I missed that appointment, even though it was for my son (I’m highly invested in his care), even though I have the resources of an electronic calendar, a phone with credit, good family relationships oriented around the priority of my son’s care, I know how to get to the hospital and can afford the outrageous car parking fees. Even though I speak the same language as the specialist, and I have the education to understand the issues in my son’s diagnosis and treatment. Even with all these resources, I missed that appointment. I just forgot.

But with my presentation, my language, my approach – I could call the specialist’s office as soon as I landed – apologise and organise to reschedule at the specialist’s private rooms with just 2 months delay. My son’s care was not compromised because I could afford and had the resources to search out alternatives.

My son requires numerous of these appointments – sometimes up to 20 or 25 appointments and procedures every year – with a range of specialists involved. I have remarked very often – how does someone – without the resources that I and my family have at our disposal – how do others manage to coordinate care across specialist systems, where data is not shared and where the individual becomes the holder of the corporate memory of when things have happened and what the results were and what needs to happen next and when. How do others do it?

Isn’t this a system perfectly designed to exclude, or give lesser care, to those who can’t manage what I can (almost) manage to do with all the supports that I have available to draw upon? And who are those with lesser resources? At a population level, those with lesser resources are also more likely to suffer ill-health. Does the organisation of our health system sustain or contribute to these patterns of inequality?

And so what can you, new graduates, do about this? What role can you play in lessening the unequal outcomes that our systems can produce?
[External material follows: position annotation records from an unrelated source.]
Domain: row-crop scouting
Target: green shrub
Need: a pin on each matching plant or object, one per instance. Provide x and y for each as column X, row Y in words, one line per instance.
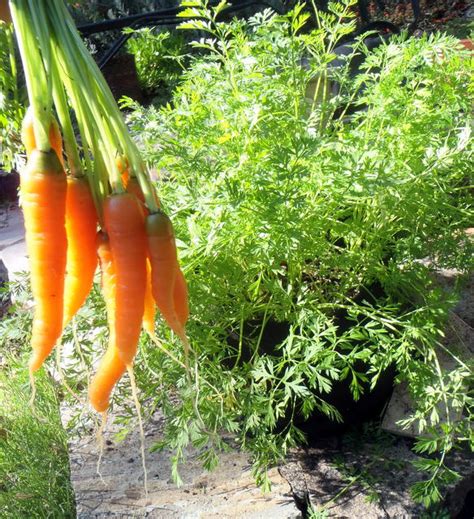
column 34, row 464
column 160, row 59
column 290, row 210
I’m sure that many of you were trained in interactional skills, how to have conversations with people. What I’m suggesting is that these conversations or interactions need to pay attention to those factors which impact a person’s life long before and long after they come into contact with you. Whether that is their postcode or their race or gender or education opportunities or their income – all of these will impact on your ability to do your job to facilitate better outcomes.
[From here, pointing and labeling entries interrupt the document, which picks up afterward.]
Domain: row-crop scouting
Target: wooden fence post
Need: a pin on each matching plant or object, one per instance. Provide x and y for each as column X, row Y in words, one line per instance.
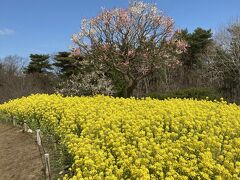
column 25, row 126
column 38, row 137
column 47, row 163
column 14, row 121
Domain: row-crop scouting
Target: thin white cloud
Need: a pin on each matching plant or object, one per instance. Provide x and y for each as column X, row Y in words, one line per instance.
column 6, row 31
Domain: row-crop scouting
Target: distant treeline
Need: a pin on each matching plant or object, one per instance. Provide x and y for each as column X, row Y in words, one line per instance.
column 208, row 62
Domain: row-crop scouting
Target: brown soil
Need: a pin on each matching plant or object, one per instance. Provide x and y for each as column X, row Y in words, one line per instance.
column 20, row 158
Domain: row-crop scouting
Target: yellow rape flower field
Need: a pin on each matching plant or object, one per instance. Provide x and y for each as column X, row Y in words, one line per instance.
column 117, row 138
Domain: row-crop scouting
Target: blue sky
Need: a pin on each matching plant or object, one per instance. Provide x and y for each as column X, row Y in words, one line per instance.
column 46, row 26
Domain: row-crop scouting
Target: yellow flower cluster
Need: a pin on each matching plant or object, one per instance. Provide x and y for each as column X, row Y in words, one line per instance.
column 117, row 138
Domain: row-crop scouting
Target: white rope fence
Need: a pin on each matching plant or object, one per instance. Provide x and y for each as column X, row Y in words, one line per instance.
column 46, row 161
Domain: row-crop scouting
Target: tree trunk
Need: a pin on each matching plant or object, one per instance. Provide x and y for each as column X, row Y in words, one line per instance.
column 131, row 84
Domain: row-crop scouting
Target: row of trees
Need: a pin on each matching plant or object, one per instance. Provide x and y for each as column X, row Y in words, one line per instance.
column 136, row 51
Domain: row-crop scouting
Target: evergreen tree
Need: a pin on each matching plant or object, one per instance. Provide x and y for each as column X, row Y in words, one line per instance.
column 39, row 64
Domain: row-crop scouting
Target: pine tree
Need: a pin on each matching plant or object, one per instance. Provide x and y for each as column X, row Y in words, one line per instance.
column 39, row 64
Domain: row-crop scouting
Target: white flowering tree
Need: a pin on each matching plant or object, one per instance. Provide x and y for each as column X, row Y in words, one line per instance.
column 134, row 41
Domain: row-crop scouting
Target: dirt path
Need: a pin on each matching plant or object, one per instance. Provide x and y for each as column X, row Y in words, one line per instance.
column 19, row 155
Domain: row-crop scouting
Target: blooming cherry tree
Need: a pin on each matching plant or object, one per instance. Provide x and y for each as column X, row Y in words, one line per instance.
column 134, row 41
You can’t change generations of structural inequality or social injustice but by understanding that the people in front of you are shaped by these histories, you can work to ensure that the people you are in contact with are best prepared to cope with navigating this messy and complex beast of a health system. Keep learning about the world around you and what shapes it. Keep thinking about how you can make a difference. Listen, with humility, to the worlds and experiences of the people you see. Challenge where things don’t make sense and where life is made more difficult for people with the least resources. That’s the role you can play: to advocate and work for “health for all”.